I've written a lot about finding the best matches. But, inspired by these uneasy gustatory unions, this week I'm exploring pairings that are best avoided.

As everyone's sensitivities are different, a lot comes down to personal taste. For example, the standard thinking is to avoid tannic reds with spicy fare as these will intensify the perception of a dish's heat. However, when I attended an Asian food and wine matching workshop with a leading Chinese wine professional, he said he favoured grippy wines with hot food for an extra burn.

However, some combinations still generally don't work and there are wines and foods that are particularly tricky to pair. Take dessert. Or rather, don't if you're planning on partaking of your pinot noir across the duration of a meal. Sip on a wine with less sweetness than your pudding and it will taste sour, thin and devoid of fruit. And if you're finishing with something rich, such as a chocolate dessert, you'll need a wine with considerable sweetness and power, so best pass the port rather than the pinot.

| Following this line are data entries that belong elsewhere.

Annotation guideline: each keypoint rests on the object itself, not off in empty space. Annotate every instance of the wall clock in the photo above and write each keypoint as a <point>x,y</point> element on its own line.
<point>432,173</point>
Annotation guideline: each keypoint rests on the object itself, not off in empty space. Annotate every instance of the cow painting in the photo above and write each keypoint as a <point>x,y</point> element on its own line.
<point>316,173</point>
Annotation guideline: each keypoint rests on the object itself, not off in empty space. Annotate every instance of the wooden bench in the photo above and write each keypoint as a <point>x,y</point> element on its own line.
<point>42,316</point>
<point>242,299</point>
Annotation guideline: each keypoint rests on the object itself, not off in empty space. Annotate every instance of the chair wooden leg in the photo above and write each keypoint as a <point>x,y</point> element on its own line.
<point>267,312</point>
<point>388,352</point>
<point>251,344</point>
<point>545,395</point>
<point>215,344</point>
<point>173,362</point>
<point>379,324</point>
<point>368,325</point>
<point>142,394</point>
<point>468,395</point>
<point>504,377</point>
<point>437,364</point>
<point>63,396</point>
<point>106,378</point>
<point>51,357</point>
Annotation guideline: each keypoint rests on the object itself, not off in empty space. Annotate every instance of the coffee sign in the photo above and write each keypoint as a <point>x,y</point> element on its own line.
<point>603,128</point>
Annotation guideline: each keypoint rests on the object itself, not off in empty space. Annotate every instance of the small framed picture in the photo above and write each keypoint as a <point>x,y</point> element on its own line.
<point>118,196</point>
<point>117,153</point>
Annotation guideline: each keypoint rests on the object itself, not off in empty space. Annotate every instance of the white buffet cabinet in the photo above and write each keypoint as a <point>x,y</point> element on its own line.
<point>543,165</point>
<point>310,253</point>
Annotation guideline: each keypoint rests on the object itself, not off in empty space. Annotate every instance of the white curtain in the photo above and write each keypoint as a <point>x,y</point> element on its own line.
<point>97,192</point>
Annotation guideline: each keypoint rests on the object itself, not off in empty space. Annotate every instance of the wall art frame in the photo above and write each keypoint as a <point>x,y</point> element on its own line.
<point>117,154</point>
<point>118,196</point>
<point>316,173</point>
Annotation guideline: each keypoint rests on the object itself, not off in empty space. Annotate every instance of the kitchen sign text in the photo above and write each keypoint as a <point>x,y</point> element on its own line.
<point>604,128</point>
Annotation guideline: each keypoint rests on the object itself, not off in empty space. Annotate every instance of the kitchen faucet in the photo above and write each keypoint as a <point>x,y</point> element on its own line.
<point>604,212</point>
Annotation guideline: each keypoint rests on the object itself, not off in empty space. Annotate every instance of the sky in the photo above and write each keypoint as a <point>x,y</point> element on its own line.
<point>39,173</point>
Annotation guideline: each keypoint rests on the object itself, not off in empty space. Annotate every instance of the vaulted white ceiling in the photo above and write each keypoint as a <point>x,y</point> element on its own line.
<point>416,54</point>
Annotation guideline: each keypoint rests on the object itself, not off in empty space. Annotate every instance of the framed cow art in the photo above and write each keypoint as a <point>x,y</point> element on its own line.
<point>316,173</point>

Homing in on specific "high-risk" items, artichokes are the Hannibal Lecter of wines, dispatching many with the strange chemical reaction it creates through an acid it contains that makes things tasted after it appear sweet to some and bitter to others. Best stick to something crisp and light and avoid wines with bitterness.

Seafood salad and a ripe Aussie shiraz anyone? Not if you're looking for a harmonious match as the powerful flavours of the shiraz will overwhelm the more delicate ones of the seafood. Given its relatively low levels of acidity, the shiraz in turn will be rendered flat and flabby by any vinaigrette or citrussy dressing, which needs a similarly crisp wine companion. Sauvignon or a dry riesling will prove far more pleasing.

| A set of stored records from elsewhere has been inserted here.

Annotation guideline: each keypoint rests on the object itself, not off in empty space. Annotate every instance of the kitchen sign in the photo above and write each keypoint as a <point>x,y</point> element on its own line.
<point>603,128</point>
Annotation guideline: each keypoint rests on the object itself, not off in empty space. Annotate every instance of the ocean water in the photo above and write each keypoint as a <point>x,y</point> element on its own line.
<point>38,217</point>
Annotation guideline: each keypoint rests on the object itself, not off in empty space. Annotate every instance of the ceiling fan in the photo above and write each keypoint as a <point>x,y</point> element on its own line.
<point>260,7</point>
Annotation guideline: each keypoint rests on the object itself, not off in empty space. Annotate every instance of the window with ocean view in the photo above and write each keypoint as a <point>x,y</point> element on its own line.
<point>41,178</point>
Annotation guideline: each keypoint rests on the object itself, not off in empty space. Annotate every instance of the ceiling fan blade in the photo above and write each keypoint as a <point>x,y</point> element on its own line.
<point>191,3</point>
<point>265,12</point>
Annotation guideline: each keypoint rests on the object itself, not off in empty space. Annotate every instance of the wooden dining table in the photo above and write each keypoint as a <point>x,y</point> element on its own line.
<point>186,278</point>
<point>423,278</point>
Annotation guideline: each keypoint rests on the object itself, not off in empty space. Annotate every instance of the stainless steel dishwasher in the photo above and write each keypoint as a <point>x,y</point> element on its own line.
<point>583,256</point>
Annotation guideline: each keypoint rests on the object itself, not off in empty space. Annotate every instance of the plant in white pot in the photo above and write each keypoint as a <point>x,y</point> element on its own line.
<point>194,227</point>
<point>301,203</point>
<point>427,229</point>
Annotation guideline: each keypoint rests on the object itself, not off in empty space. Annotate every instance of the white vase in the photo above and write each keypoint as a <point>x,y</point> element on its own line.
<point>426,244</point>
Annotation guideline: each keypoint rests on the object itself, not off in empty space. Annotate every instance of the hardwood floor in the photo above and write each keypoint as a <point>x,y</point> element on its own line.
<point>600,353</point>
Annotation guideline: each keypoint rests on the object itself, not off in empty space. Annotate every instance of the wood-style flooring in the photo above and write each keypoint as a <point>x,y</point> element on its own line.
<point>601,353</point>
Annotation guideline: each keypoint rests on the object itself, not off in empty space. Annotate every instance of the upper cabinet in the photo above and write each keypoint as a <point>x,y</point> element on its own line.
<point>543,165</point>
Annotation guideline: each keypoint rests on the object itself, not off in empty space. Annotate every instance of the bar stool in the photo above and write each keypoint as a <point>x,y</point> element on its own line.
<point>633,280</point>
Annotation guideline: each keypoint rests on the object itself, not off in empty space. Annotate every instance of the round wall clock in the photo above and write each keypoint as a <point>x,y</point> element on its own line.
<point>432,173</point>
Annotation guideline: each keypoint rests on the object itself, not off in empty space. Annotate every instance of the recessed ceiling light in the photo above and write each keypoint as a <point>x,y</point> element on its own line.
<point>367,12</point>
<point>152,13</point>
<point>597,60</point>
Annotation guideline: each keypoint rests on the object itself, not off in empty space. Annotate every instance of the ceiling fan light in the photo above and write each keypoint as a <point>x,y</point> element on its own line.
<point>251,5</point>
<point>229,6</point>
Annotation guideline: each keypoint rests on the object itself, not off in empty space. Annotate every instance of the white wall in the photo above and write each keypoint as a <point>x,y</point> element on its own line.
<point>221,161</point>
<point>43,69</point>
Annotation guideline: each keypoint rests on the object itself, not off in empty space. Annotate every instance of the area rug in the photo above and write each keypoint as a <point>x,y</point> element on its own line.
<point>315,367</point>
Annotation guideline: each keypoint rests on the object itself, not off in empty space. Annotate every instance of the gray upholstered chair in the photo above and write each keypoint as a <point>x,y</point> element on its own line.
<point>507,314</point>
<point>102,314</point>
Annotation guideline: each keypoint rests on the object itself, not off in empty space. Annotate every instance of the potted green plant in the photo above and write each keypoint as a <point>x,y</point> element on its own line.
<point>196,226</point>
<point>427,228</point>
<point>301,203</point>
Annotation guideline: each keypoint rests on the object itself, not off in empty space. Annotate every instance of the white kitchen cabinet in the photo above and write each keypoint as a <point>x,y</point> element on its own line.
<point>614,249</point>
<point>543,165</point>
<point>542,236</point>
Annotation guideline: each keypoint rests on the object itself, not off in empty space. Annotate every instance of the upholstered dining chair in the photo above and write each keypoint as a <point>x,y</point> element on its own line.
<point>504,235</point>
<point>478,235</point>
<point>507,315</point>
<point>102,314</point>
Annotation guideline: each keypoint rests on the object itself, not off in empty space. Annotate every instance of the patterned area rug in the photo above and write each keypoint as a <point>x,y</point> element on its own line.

Far be it for anyone to dictate what you drink with your dinner. But a bit of thought about how what you're eating will interact with what's washing it down will lead you down the path of palatableness rather than the road of bitter disappointment.

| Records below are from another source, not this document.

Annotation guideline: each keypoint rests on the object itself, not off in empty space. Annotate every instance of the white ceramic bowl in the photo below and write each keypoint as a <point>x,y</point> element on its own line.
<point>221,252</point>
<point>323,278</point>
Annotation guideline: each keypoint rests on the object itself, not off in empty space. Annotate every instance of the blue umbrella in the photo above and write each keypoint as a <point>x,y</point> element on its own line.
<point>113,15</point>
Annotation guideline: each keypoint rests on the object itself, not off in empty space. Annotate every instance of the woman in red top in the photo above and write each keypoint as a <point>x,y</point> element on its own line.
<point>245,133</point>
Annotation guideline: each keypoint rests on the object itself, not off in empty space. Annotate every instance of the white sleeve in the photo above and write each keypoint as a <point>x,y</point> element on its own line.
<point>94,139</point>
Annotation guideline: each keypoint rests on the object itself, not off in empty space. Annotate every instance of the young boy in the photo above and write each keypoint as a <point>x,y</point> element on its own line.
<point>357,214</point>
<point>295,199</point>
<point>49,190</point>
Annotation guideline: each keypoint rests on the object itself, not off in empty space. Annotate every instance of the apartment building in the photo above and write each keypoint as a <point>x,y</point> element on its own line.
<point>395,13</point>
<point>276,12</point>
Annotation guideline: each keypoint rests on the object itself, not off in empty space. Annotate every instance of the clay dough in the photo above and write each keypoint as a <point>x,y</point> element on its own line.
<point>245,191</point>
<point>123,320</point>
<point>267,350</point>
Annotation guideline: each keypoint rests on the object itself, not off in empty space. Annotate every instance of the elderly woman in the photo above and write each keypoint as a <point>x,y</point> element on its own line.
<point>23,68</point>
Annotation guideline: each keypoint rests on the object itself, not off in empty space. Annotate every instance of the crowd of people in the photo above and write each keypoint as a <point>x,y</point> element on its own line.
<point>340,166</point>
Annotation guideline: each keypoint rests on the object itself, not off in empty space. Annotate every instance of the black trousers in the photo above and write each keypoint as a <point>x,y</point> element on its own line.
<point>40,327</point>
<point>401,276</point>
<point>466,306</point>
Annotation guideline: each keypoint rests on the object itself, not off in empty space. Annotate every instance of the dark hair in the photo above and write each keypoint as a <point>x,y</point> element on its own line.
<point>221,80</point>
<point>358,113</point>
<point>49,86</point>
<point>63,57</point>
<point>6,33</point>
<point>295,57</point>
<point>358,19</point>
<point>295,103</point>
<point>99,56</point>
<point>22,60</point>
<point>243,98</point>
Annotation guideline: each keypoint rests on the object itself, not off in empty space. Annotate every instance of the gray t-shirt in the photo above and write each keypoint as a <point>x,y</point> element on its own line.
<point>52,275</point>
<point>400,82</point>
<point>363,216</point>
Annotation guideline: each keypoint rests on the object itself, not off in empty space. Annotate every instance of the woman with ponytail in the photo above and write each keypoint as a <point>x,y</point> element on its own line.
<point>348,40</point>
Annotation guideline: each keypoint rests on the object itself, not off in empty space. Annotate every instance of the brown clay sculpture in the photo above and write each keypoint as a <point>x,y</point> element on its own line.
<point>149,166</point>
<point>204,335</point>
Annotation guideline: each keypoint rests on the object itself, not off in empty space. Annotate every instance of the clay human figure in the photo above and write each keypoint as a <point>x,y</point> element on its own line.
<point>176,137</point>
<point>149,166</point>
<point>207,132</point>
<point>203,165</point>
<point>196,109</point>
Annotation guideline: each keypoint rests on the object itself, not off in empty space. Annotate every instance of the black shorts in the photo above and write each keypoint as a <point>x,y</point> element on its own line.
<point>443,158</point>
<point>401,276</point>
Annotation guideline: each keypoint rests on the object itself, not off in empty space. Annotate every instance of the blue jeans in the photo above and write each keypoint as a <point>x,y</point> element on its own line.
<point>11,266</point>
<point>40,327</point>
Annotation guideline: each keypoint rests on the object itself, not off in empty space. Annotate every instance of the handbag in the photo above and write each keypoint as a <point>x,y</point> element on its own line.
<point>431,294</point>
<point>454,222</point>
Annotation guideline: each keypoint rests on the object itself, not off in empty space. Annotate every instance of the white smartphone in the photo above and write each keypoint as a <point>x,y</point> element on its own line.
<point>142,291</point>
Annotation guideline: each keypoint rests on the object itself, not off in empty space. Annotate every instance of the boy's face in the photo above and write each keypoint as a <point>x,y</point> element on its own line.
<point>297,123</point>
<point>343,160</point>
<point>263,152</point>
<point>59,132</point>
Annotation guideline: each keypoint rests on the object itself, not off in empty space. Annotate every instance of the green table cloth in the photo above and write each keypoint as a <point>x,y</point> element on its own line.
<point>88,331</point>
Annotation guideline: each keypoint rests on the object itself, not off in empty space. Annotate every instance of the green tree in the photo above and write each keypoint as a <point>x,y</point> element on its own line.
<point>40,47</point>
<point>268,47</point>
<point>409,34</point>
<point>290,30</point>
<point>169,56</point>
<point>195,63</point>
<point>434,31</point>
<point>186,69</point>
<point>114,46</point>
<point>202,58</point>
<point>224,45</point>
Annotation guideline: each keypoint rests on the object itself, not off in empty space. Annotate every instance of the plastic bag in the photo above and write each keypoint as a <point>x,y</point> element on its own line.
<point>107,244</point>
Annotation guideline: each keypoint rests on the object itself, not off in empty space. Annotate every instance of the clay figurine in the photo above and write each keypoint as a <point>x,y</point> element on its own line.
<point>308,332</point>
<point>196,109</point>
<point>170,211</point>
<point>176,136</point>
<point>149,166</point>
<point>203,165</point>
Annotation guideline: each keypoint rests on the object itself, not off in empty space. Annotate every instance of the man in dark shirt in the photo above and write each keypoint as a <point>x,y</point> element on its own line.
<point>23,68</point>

And now for some successful synergies from a selection of trophy winners from this year's Canterbury Wine Awards.


Terrace Edge Waipara Valley Syrah 2011 with chargrilled loin of venison

This superb syrah won best in show, for being a great wine and going so well with the venison reference dish. Although Waipara's cooler climate means it's not known for its syrahs, this comes from a vineyard planted on a precipitous north-facing slope for maximum sun exposure. That's no doubt what's behind the rich, ripe character of its fresh, plummy fruit infused with intense notes of black pepper.

• $24.95 from Point Wines, New World Stonefields, Ellerslie Bottle-O, St Heliers Wines & Spirits, Hillsdene Wine Cellars, Epsom Green Bottle


Greystone Waipara Valley Gewurztraminer 2012 with walnut gouda

Greystone's consistently great gewurz took the trophy again in the cheese class with its latest vintage, which exudes aromatic notes of rosewater, lychee and spice, while possessing a fruit sweetness and intensity that made it a good match with the sweet saltiness of the cheese.

• $29.95 from


Marble Point Hanmer Springs Pinot Noir 2011 with roasted rump of lamb

If you've not yet heard of Marble Point, you'd be forgiven as it's a relatively new boutique estate in Hanmer Springs, where it's the only vineyard. However, its wines are proof that it's possible to grow great things at this high altitude site. The pinot possesses ripe plummy fruit, overlaid with notes of spice, earth and an attractive savoury undercurrent, which made it a delectable partner to the lamb.